Council for Budget Responsibility (CBR) estimates the 2026 general government (GG) deficit at 4.4 % of GDP

- CBR publishes its first release of the budgetary traffic light for 2026. In addition to the GG balance forecast, it includes an estimate of net expenditure growth in cumulative terms (according to the European fiscal limits) and an evaluation of compliance with public expenditure ceilings (according to domestic legislation). At the same time, the assessment accounts for the EU defense exemption, i.e. not accounting for increase in defense expenditures above its 2021 levels.
- According to the CBR, the 2026 deficit can reach the level of 4.4 % of GDP (EUR 6.2 bn.), under the assumption that the government does not take additional measures. Negative deviation from the approved budget amounts to 0.3 % of GDP (EUR 402 million), which means the medium-level risk of the public deficit level exceeding the government objective.
- The most significant negative deviation in the CBR forecast compared to the budget is due to lower expected tax revenue and social and healthcare contributions, mainly labor taxes and VAT.

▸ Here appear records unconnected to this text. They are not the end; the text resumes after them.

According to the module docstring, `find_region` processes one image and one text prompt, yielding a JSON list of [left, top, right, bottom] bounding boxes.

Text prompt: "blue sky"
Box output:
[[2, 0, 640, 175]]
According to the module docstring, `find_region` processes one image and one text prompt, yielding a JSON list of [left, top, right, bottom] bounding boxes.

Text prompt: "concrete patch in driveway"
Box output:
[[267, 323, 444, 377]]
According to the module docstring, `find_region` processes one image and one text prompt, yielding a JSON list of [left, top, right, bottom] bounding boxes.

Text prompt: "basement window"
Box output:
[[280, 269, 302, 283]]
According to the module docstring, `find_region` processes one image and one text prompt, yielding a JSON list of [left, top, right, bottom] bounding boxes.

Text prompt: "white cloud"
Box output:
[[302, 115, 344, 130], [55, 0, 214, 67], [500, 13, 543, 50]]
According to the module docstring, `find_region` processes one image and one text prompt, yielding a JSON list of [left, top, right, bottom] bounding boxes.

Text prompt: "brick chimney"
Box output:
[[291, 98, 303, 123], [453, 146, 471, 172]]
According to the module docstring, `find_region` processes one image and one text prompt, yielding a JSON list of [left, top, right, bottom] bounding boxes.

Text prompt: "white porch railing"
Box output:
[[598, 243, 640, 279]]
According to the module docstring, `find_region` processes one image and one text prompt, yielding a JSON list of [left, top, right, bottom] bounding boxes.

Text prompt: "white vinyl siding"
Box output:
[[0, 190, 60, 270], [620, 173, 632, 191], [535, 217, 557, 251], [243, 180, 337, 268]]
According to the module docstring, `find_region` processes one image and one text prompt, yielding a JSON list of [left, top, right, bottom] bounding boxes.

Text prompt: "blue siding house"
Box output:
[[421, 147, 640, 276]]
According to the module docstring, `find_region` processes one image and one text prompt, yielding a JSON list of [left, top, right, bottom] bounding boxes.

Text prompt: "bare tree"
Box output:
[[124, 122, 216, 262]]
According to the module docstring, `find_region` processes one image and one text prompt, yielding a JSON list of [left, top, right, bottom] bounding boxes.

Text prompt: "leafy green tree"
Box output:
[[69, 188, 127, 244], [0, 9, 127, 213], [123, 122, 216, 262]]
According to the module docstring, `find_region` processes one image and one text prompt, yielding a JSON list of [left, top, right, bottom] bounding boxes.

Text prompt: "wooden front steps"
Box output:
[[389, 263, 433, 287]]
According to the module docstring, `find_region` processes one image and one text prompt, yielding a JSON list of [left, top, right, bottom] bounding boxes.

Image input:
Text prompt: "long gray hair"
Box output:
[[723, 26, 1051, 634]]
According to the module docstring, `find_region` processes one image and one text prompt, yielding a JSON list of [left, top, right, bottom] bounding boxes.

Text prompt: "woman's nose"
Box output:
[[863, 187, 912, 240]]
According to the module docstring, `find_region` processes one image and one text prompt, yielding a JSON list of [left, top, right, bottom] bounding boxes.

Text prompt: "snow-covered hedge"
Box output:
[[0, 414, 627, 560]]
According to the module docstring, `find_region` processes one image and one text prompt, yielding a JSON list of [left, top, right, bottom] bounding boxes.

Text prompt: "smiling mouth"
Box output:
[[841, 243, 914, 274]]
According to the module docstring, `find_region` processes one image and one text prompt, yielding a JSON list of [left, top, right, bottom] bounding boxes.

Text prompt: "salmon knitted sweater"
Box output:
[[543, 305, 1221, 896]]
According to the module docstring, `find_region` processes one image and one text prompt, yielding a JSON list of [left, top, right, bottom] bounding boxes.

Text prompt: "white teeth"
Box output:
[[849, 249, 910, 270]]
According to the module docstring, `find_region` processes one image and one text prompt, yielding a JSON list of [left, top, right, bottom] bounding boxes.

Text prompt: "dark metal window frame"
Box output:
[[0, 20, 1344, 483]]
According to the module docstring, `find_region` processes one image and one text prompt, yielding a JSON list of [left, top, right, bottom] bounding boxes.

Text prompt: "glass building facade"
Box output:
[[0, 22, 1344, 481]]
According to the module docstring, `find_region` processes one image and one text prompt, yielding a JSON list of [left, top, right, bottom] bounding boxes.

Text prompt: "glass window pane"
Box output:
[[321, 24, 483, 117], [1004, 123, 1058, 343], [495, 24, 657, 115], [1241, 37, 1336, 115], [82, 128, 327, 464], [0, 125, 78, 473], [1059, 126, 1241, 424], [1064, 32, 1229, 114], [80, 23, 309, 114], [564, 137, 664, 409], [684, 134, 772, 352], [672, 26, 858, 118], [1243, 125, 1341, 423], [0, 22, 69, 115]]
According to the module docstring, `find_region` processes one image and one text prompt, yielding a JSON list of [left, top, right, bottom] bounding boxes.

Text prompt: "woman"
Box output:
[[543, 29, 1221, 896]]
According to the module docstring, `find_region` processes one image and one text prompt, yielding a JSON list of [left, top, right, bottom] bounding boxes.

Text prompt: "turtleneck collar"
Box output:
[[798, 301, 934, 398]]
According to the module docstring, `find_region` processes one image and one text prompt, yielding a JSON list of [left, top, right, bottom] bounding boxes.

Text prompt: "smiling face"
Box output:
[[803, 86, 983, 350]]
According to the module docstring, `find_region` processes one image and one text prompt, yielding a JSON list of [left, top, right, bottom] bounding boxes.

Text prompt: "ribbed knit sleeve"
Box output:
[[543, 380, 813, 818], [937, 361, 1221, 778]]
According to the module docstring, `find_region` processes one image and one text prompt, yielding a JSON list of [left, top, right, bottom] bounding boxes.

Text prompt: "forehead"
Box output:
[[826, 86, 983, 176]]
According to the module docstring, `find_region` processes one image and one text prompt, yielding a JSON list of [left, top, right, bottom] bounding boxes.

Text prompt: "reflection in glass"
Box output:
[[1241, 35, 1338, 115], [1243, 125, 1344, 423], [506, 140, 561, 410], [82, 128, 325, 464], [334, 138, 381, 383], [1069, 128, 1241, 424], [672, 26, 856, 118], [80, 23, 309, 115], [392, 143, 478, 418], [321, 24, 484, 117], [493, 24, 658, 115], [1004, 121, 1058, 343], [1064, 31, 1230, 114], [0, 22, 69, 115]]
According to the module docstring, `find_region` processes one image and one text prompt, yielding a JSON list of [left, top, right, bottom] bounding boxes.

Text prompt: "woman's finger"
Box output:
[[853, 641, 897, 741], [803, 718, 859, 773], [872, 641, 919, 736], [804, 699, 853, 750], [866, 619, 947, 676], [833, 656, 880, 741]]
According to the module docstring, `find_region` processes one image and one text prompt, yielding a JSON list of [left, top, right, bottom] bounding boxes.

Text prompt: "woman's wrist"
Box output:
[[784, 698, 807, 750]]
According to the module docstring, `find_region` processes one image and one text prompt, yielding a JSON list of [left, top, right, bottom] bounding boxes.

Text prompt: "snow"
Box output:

- As a part of the budgetary traffic light, CBR estimates the net expenditure growth, which according to the current European fiscal rules cannot exceed the maximum allowed growth rate. The cumulative growth of net expenditure is estimated at 7.4 %, which is slower by 3.8 p.p. than the allowed growth[1] CBR also estimates the fulfillment of the nominal public expenditure ceiling approved in the budget. According to the CBR, the estimated public expenditure can reach EUR 61.6 bn., so the expenditure ceiling approved by the parliament should not be exceeded.
- Regarding the 2025 GG deficit, CBR has reduced the estimated level of the deficit compared to the December 2025 forecast by EUR 161 million. According to the CBR, the 2025 deficit can reach the level of 4.9 % of GDP (EUR 6.6 bn.). Negative deviation from the approved budget amounts to 0.1 % of GDP (EUR 193 million).